Pour mener cette étude assez confidentielle, parue en avril 2020 dans la revue Obesity, des scientifiques du Louisiana State University Pennington Biomedical Research Center aux Etats-Unis et de l'université italienne de Vérone ont suivi 41 enfants et adolescents en surpoids pendant le confinement entre mars et avril 2020 à Vérone. Le panel était suivi dans un autre cadre depuis plusieurs années.

Les chercheurs ont suivi à distance l'alimentation, l'activité physique et le sommeil pendant trois semaines de confinement italien et ont comparé ces données avec celles concernant les mêmes enfants en 2019.

L'équivalent d'un repas en plus par jour

Leurs résultats ont montré que pendant le confinement, les enfants consommaient l'équivalent d'un repas supplémentaire par jour, qu'ils dormaient une demi-heure de plus, qu'ils passaient près de cinq heures supplémentaires devant un écran par jour et qu'ils perdaient deux heures d'activité physique hebdomadaires, en comparaison avec les données de l'année précédente.

Ils ont aussi considérablement vu augmenter leur consommation de viande rouge, de boissons sucrées et de malbouffe, bien que la quantité de légumes consommés restait la même.

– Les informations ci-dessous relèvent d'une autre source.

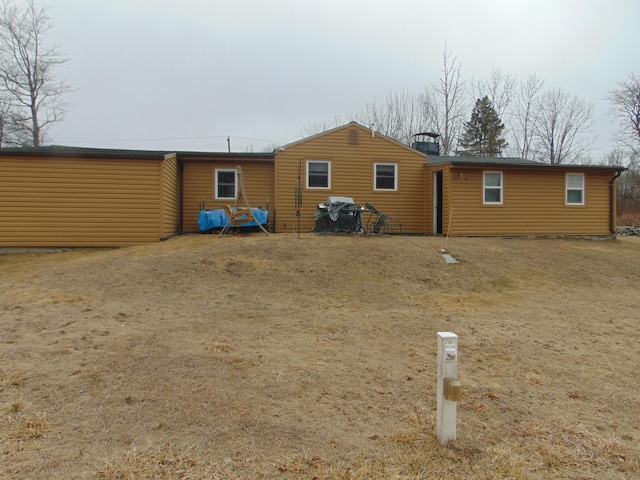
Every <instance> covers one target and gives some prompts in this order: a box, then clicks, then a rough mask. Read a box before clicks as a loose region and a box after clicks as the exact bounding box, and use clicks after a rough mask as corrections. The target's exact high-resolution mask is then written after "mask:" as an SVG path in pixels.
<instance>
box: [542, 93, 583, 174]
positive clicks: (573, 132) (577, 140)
mask: <svg viewBox="0 0 640 480" xmlns="http://www.w3.org/2000/svg"><path fill="white" fill-rule="evenodd" d="M538 106H539V107H538V108H539V113H540V115H539V117H538V121H537V122H536V126H535V136H536V139H535V141H536V151H535V155H534V158H535V159H539V160H542V161H545V162H547V163H551V164H560V163H573V162H575V161H576V160H578V159H580V160H581V161H582V162H584V161H586V160H587V158H585V157H586V156H587V153H588V151H589V148H590V147H591V144H592V142H593V140H592V138H591V137H590V133H591V128H592V126H593V111H594V105H593V104H592V103H588V102H585V101H584V100H582V99H580V98H578V97H575V96H573V97H571V96H569V94H568V93H566V92H564V91H562V90H560V89H554V90H550V91H547V92H545V93H544V94H543V95H542V96H541V97H540V101H539V103H538Z"/></svg>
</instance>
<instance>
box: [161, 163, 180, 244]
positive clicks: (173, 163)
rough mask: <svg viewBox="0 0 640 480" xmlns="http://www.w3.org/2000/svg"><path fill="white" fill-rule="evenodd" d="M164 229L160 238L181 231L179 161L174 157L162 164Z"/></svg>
mask: <svg viewBox="0 0 640 480" xmlns="http://www.w3.org/2000/svg"><path fill="white" fill-rule="evenodd" d="M161 198H162V205H161V207H162V212H161V216H162V223H161V226H162V229H161V231H160V237H165V236H168V235H175V234H177V233H179V231H180V176H179V171H178V159H177V157H176V155H172V156H170V157H168V158H165V160H164V161H163V162H162V194H161Z"/></svg>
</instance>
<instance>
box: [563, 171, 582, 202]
mask: <svg viewBox="0 0 640 480" xmlns="http://www.w3.org/2000/svg"><path fill="white" fill-rule="evenodd" d="M564 178H565V180H564V183H565V194H564V200H565V203H566V205H584V198H585V188H584V184H585V176H584V173H566V174H565V177H564ZM569 178H579V179H580V183H581V185H580V186H579V187H576V186H575V185H570V183H571V182H570V181H569ZM570 192H580V201H579V202H576V201H569V193H570Z"/></svg>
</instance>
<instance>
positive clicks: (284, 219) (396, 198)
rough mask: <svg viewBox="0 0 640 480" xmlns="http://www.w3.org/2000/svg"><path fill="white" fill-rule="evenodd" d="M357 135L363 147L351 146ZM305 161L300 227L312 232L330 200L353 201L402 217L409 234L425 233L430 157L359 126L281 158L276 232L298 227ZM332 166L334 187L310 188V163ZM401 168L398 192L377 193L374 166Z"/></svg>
mask: <svg viewBox="0 0 640 480" xmlns="http://www.w3.org/2000/svg"><path fill="white" fill-rule="evenodd" d="M352 128H356V129H357V130H358V144H356V145H354V144H350V143H349V130H350V129H352ZM300 159H302V169H301V170H302V172H301V179H300V180H301V183H302V187H303V205H302V209H301V217H300V228H301V230H302V231H303V232H304V231H311V230H312V229H313V227H314V225H315V212H316V206H317V205H318V204H319V203H324V202H325V201H326V200H327V197H329V196H348V197H353V199H354V201H355V202H356V203H358V204H360V205H362V206H364V205H365V203H371V204H372V205H374V206H375V207H376V208H377V209H378V210H379V211H381V212H384V213H385V214H387V215H390V216H393V217H397V218H399V219H400V220H401V221H402V222H403V223H404V224H405V228H404V230H403V231H404V232H407V233H425V229H426V226H425V218H426V212H425V188H424V179H425V163H426V158H425V157H424V156H423V155H421V154H419V153H418V152H416V151H413V150H411V149H409V148H408V147H404V146H401V145H400V144H397V143H396V142H393V141H391V140H389V139H386V138H384V137H382V136H380V135H376V136H375V137H372V136H371V134H370V132H369V131H368V130H366V129H364V128H362V127H360V126H352V125H348V126H346V127H343V128H342V129H338V130H335V131H333V132H329V133H327V134H325V135H320V136H317V137H312V138H310V139H306V140H303V141H301V142H299V143H297V144H293V145H292V146H287V147H285V151H279V152H277V154H276V181H277V185H276V192H277V197H276V214H277V230H276V231H280V232H282V231H284V232H290V231H293V229H294V228H297V221H298V218H297V216H296V211H295V190H296V186H297V185H298V171H299V162H300ZM307 160H326V161H330V162H331V188H330V189H309V188H306V161H307ZM375 163H395V164H397V165H398V189H397V191H377V190H375V189H374V164H375Z"/></svg>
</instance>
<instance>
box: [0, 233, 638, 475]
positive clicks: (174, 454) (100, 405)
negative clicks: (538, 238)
mask: <svg viewBox="0 0 640 480" xmlns="http://www.w3.org/2000/svg"><path fill="white" fill-rule="evenodd" d="M445 242H446V243H447V249H448V251H449V253H451V254H452V255H453V256H454V257H455V258H456V259H457V260H458V261H459V263H458V264H453V265H451V264H447V263H446V262H445V261H444V259H443V258H442V257H441V255H440V252H439V248H442V247H444V244H445ZM638 292H640V239H638V238H634V237H630V238H622V239H621V240H617V241H614V240H607V241H591V240H562V239H556V240H542V239H537V240H529V239H470V238H452V239H449V240H448V241H446V239H443V238H435V237H387V236H348V235H347V236H342V235H312V234H309V235H302V236H301V238H298V237H297V236H294V235H287V234H279V235H271V236H268V237H267V236H265V235H263V234H255V235H254V234H252V235H247V236H245V235H242V236H237V235H230V236H225V237H222V238H218V237H217V236H213V235H196V236H185V237H178V238H174V239H171V240H169V241H166V242H163V243H159V244H154V245H149V246H142V247H132V248H124V249H117V250H84V251H64V252H56V253H23V254H13V255H3V256H0V315H1V318H2V320H1V321H0V342H1V348H0V410H1V411H2V417H0V442H1V448H2V457H1V458H0V477H3V478H72V477H73V478H105V479H116V478H246V479H253V478H295V477H302V478H314V477H317V478H354V479H355V478H425V479H426V478H443V477H449V478H463V479H464V478H468V479H471V478H474V479H477V478H487V479H488V478H575V479H578V478H580V479H585V478H633V477H638V476H640V465H639V458H640V457H639V453H640V447H639V446H638V445H639V439H640V427H639V426H638V425H640V421H639V420H640V418H639V414H638V408H639V407H640V405H639V404H640V396H639V395H638V392H637V391H636V390H637V388H636V386H637V385H638V383H639V381H640V374H639V373H638V370H637V365H638V364H640V351H639V350H638V348H637V345H636V344H637V341H638V339H639V338H640V324H639V323H638V321H637V318H638V309H639V307H640V302H639V300H638V298H639V297H638ZM438 331H453V332H455V333H457V334H458V335H459V336H460V364H459V374H460V378H461V382H462V385H463V400H462V402H460V404H459V410H458V440H457V441H456V442H454V443H453V444H450V445H448V446H447V447H442V446H440V445H439V444H438V442H437V441H436V440H435V434H434V430H435V406H436V405H435V403H436V402H435V394H434V389H435V381H436V378H435V374H436V371H435V358H436V351H435V349H436V332H438Z"/></svg>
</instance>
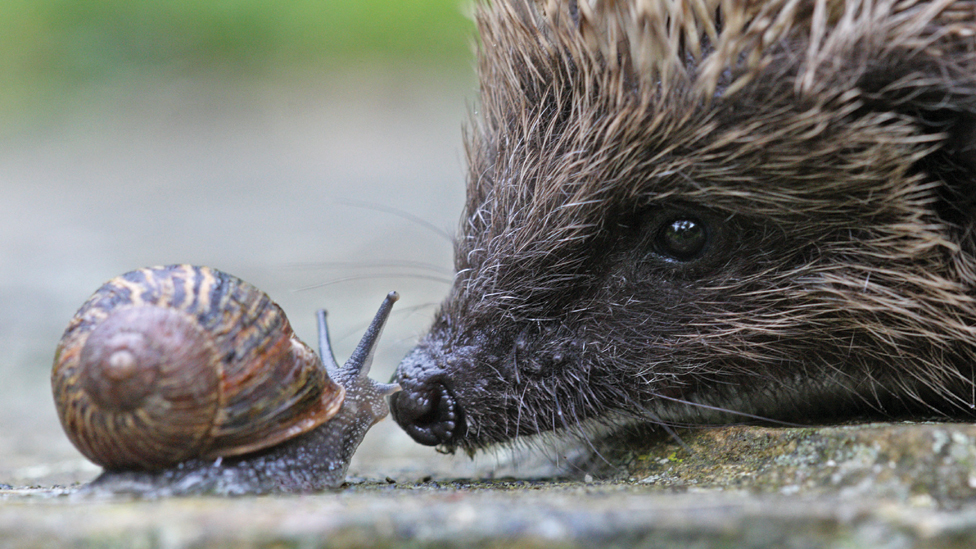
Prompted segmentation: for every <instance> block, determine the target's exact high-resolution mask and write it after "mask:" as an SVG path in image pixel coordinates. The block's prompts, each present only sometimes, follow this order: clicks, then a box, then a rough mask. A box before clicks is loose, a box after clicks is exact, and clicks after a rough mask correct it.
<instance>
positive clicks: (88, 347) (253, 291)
mask: <svg viewBox="0 0 976 549" xmlns="http://www.w3.org/2000/svg"><path fill="white" fill-rule="evenodd" d="M397 299H398V295H397V294H396V292H391V293H390V294H389V295H387V296H386V299H385V300H384V301H383V304H382V305H381V306H380V309H379V311H378V312H377V313H376V316H375V318H374V319H373V321H372V323H371V324H370V326H369V328H368V329H367V330H366V334H365V335H364V336H363V339H362V341H360V343H359V345H358V346H357V347H356V349H355V351H354V352H353V354H352V356H351V357H350V358H349V360H348V361H347V362H346V364H345V365H344V366H342V367H341V368H340V367H339V366H338V364H337V363H336V361H335V358H334V356H333V353H332V349H331V344H330V342H329V334H328V328H327V325H326V323H325V311H324V310H323V311H319V313H318V322H319V345H320V354H321V359H320V358H319V357H318V356H316V354H315V352H314V351H313V350H312V349H310V348H309V347H308V346H307V345H306V344H304V343H303V342H301V341H300V340H299V339H298V338H297V337H296V336H295V334H294V332H293V331H292V328H291V325H290V324H289V322H288V319H287V318H286V317H285V314H284V312H283V311H282V310H281V308H280V307H279V306H278V305H277V304H275V303H274V302H273V301H272V300H271V299H270V298H269V297H268V296H267V294H265V293H264V292H262V291H261V290H259V289H257V288H256V287H254V286H252V285H251V284H248V283H247V282H244V281H243V280H241V279H239V278H236V277H234V276H231V275H229V274H226V273H224V272H221V271H218V270H216V269H212V268H209V267H198V266H192V265H171V266H166V267H151V268H145V269H139V270H136V271H132V272H129V273H126V274H124V275H121V276H119V277H117V278H114V279H112V280H110V281H108V282H106V283H105V284H104V285H103V286H102V287H101V288H99V289H98V290H97V291H96V292H95V293H94V294H93V295H92V296H91V298H89V299H88V301H87V302H86V303H85V304H84V305H83V306H82V307H81V309H80V310H79V311H78V312H77V314H76V315H75V316H74V318H73V319H72V320H71V322H70V323H69V325H68V328H67V329H66V331H65V333H64V336H63V337H62V338H61V341H60V343H59V345H58V348H57V351H56V353H55V359H54V368H53V371H52V374H51V381H52V387H53V391H54V399H55V403H56V406H57V411H58V416H59V418H60V420H61V424H62V426H63V427H64V430H65V433H66V434H67V435H68V438H69V439H70V440H71V442H72V443H73V444H74V445H75V447H77V448H78V450H79V451H80V452H81V453H82V454H84V455H85V456H86V457H87V458H88V459H90V460H91V461H93V462H94V463H96V464H98V465H100V466H102V467H103V468H104V469H105V471H104V472H103V474H102V475H101V476H100V477H98V478H97V479H95V481H93V482H92V484H91V485H90V486H92V487H101V488H107V489H109V490H112V491H138V492H153V493H157V494H162V495H167V494H180V493H198V492H213V493H227V494H239V493H262V492H274V491H285V492H294V491H310V490H321V489H325V488H333V487H337V486H339V485H341V484H342V483H343V482H344V479H345V474H346V469H347V467H348V465H349V459H350V458H351V457H352V454H353V453H354V452H355V450H356V448H357V447H358V446H359V443H360V442H361V441H362V439H363V436H364V435H365V434H366V431H367V430H368V429H369V428H370V427H371V426H372V425H374V424H375V423H376V422H378V421H379V420H380V419H382V418H384V417H385V416H386V415H387V414H388V413H389V407H388V405H387V403H386V400H385V398H384V397H386V396H388V395H390V394H392V393H394V392H396V391H397V390H399V386H398V385H396V384H383V383H378V382H376V381H374V380H372V379H370V378H369V377H368V376H367V374H368V372H369V367H370V365H371V363H372V358H373V351H374V349H375V346H376V342H377V340H378V339H379V335H380V332H381V331H382V329H383V325H384V323H385V322H386V319H387V317H388V316H389V313H390V309H391V308H392V306H393V303H394V302H395V301H396V300H397Z"/></svg>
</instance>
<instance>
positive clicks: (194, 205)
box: [0, 0, 494, 545]
mask: <svg viewBox="0 0 976 549" xmlns="http://www.w3.org/2000/svg"><path fill="white" fill-rule="evenodd" d="M465 1H466V0H409V1H394V0H202V1H201V0H0V378H2V379H3V380H4V383H3V384H0V485H2V484H4V483H6V484H11V485H14V486H18V485H41V486H49V485H51V484H63V483H72V482H77V481H84V480H87V479H90V478H92V477H93V476H94V475H95V474H96V473H97V472H98V470H97V468H96V467H94V466H93V465H91V464H89V463H87V462H86V461H85V460H84V459H83V458H82V457H81V456H80V454H79V453H78V452H77V450H75V449H74V448H73V447H72V446H71V445H70V443H69V442H68V441H67V439H66V437H65V436H64V434H63V433H62V431H61V426H60V424H59V422H58V419H57V416H56V414H55V411H54V405H53V402H52V396H51V389H50V381H49V377H50V368H51V360H52V356H53V352H54V348H55V345H56V344H57V341H58V339H59V338H60V336H61V333H62V332H63V330H64V327H65V326H66V325H67V323H68V321H69V319H70V318H71V316H72V315H73V314H74V311H75V310H76V309H77V308H78V307H79V306H80V305H81V304H82V303H83V302H84V300H85V299H86V298H87V297H88V296H89V295H90V294H91V292H92V291H94V290H95V289H96V288H98V286H99V285H100V284H101V283H102V282H104V281H105V280H107V279H109V278H111V277H113V276H116V275H118V274H120V273H123V272H126V271H128V270H131V269H134V268H138V267H142V266H146V265H159V264H168V263H183V262H187V263H195V264H204V265H210V266H213V267H216V268H220V269H223V270H225V271H227V272H229V273H232V274H234V275H236V276H239V277H241V278H243V279H244V280H247V281H248V282H251V283H252V284H255V285H256V286H258V287H259V288H261V289H262V290H264V291H266V292H268V293H269V294H270V295H271V297H272V298H273V299H275V300H276V301H277V302H278V303H279V304H280V305H281V306H282V307H283V309H284V310H285V311H286V312H287V314H288V317H289V319H290V320H291V321H292V325H293V326H294V327H295V330H296V332H297V333H298V334H299V336H300V337H302V338H303V339H305V340H306V341H311V340H312V339H313V338H314V334H315V326H314V311H315V309H318V308H321V307H326V308H328V309H329V318H330V319H331V320H330V324H331V325H332V328H333V333H334V334H335V339H334V340H333V343H334V344H335V346H336V351H337V355H338V356H339V358H340V360H341V359H343V358H344V357H346V356H348V354H349V353H350V352H351V351H352V348H353V347H354V346H355V343H356V341H357V340H358V338H359V336H360V335H361V334H362V331H363V329H364V328H365V326H366V325H367V323H368V322H369V319H370V318H371V317H372V315H373V312H374V311H375V310H376V307H377V305H378V304H379V302H380V300H381V299H382V297H383V296H384V295H386V293H387V292H389V291H390V290H397V291H399V292H400V294H401V296H402V299H401V301H400V302H399V303H398V304H397V306H396V308H395V310H394V313H393V316H392V317H391V320H390V323H389V325H388V326H387V329H386V331H385V333H384V337H383V340H382V341H381V342H380V348H379V350H378V352H377V356H376V362H375V365H374V367H373V374H374V375H375V377H377V378H378V379H388V378H389V377H390V375H391V374H392V373H393V370H394V368H395V367H396V365H397V363H398V362H399V361H400V359H401V358H402V357H403V356H404V355H405V354H406V353H407V352H408V351H409V350H410V348H411V347H412V346H413V345H414V344H415V342H416V340H417V338H418V337H419V336H420V335H421V334H423V333H424V331H425V330H426V329H427V327H428V326H429V324H430V320H431V317H432V315H433V311H434V309H435V307H436V306H437V304H438V303H439V302H440V301H441V300H442V299H443V297H444V295H445V294H446V293H447V291H448V288H449V286H450V284H451V281H452V274H453V271H452V249H451V241H450V236H448V235H449V233H451V232H453V230H454V228H455V227H456V226H457V223H458V220H459V216H460V213H461V209H462V206H463V202H464V180H465V171H466V170H465V166H464V152H463V147H462V134H461V126H462V124H463V122H464V120H465V119H466V118H467V116H468V112H469V109H470V108H471V105H472V104H474V102H475V101H476V95H477V84H476V82H475V79H474V75H473V73H474V71H473V70H472V54H471V51H472V48H471V45H472V43H473V40H474V38H473V24H472V22H471V20H470V18H469V17H468V16H467V13H469V11H470V4H466V3H465ZM391 212H392V213H391ZM418 220H420V221H419V222H418ZM431 227H434V230H431ZM437 460H441V461H440V462H441V463H446V464H448V465H449V466H451V467H453V466H454V465H453V464H454V463H455V462H454V461H451V460H449V458H446V457H444V456H440V455H439V454H436V453H435V452H434V451H433V449H430V448H427V447H422V446H419V445H417V444H416V443H414V442H413V441H412V440H411V439H410V438H409V437H407V436H406V435H405V434H403V433H402V432H401V431H400V430H399V429H398V428H397V427H396V425H395V424H393V422H391V421H384V422H382V423H380V424H379V425H377V426H376V428H375V429H374V430H373V431H371V432H370V433H369V435H368V436H367V440H366V441H365V442H364V444H363V446H362V447H361V450H360V452H359V453H357V457H356V459H355V460H354V467H353V471H359V472H361V473H366V474H370V473H369V472H370V471H377V473H376V474H378V475H380V478H382V476H383V475H387V474H390V471H393V470H397V469H400V468H402V467H404V466H407V465H411V464H419V463H423V464H424V467H426V468H427V469H425V470H427V471H429V470H430V469H429V468H430V467H432V466H433V465H431V464H432V463H436V462H438V461H437ZM462 461H463V462H464V463H467V460H466V459H465V460H462ZM492 465H494V461H493V462H492ZM0 545H2V543H0Z"/></svg>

"La pandémie tragique de Covid-19 a produit des effets collatéraux au-delà de l'infection virale", explique le co-auteur Myles Faith. "Les enfants et les adolescents qui luttent contre l'obésité ont été placés dans des situations d'isolement qui semblaient créer un environnement défavorable au maintien d'un style de vie équilibré."

"Reconnaître les effets collatéraux néfastes du confinement lié à la pandémie de Covid-19 est essentiel pour éviter de dévaloriser les gros efforts de contrôle de poids de ces jeunes", précise le professeur Faith.

Les scientifiques ont par ailleurs noté que les enfants et les ados ont tendance à prendre plus de poids pendant les vacances d'été que pendant l'année scolaire, ce qui laisse penser que le fait de rester à la maison du fait de la pandémie pouvait produire un effet similaire.  "L'environnement scolaire offre une structure et une routine de repas, d'activité physique et de sommeil, trois facteurs prédominants impliqués dans le risque d'obésité", ajoute la chercheuse.